It is a simple plan, just a booklist, but he is little and doesn’t need much. I stacked it all up in my room. (We had all these books already from when his brothers were littler.) Even if he does go to school this year, he and I can curl up on my bed to reconnect in the afternoons, and I will read aloud.
Yesterday Terran and I bused down to the Normans Kill, or, our favorite part of it and had a walk around. We identified lots of plants and some critters, notably failing to figure out what the giant furry spider we saw might be. Our best guess is that it was someone’s escaped tarantula because it had the wrong body shape to be a wolf spider but was the size of my fist and furry. Terran collected spiral shells like these and clambered off the path as often as I’d let him. We talked about backpacking a lot, Terran making plans for all of us. Then we walked the two-and-a-half hour walk home because I’d run out of cash for bus fare. That was pretty great too, but I have no memory of what we talked about, only that I arrived home with the sense that walking had been a Very Good Thing because it got him talking.
Today I took him to a festival held to kick off an American Indian political/environmental campaign. We did so much that I feel tired at the thought of recounting it all. Highlights were probably talking to Unity Riders and getting to sit on one of their horses, or maybe touring a reproduction of a historical tall ship and hearing the story of the original owner. There was also more tree climbing, of course. I mustn’t forget that Terran jumped in to dance all the American Indian dances, saw blacksmithing, worked with an old-fashioned foot-powered wood turning device, climbed inside a log canoe, and looked at a display on rigging. Oh and we learned to do the kind of four-bar beading that you see in American Indian jewelry. We vowed to do more of that at home.

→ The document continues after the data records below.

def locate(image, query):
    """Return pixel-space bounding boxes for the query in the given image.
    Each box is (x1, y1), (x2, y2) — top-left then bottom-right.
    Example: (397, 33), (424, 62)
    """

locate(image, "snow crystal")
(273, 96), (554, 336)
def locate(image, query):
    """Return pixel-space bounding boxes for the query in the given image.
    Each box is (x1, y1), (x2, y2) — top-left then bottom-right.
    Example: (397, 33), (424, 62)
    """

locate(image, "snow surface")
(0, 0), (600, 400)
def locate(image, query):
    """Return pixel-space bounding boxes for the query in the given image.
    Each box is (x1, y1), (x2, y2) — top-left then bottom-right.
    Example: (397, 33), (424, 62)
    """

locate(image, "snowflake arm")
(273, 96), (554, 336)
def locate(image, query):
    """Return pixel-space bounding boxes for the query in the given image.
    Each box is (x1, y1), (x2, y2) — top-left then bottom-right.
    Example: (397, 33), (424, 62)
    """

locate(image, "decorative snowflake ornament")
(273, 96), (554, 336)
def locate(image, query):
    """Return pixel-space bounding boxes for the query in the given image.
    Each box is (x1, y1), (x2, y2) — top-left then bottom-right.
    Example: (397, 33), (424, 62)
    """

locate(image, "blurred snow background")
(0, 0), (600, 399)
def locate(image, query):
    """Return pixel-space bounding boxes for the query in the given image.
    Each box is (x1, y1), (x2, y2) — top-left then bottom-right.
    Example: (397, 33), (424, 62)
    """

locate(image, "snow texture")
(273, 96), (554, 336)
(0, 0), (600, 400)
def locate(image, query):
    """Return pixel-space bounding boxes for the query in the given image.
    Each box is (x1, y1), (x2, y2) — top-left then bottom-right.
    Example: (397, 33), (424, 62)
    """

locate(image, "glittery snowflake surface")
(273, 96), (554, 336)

The highlight for me, however, was running into people I last saw at a tiny country meetinghouse three or more years ago and hearing them say, “You look good! You look alive! You are doing something right, must be going in the right direction!” When I think about how I was three years ago, well, yes. Things are much, much better, and it was satisfying to know that near-strangers could see that on my face. Also, it turns out they know Robin and are good friends of his dearest friends, so it made my world smaller. Oh and I got to meet the baby of another old friend that I just coincidentally bumped into there, and he was so, so sweet and mellow. I love babies.
The big boys had no interest in either of these events. They’ve been hanging out at home watching Mythbusters and writing a novel. But they’ll get theirs. Tomorrow I am taking Verdi to that Arduino class, and hopefully after I’ll get to play the new game about mechs that Bear has been working on.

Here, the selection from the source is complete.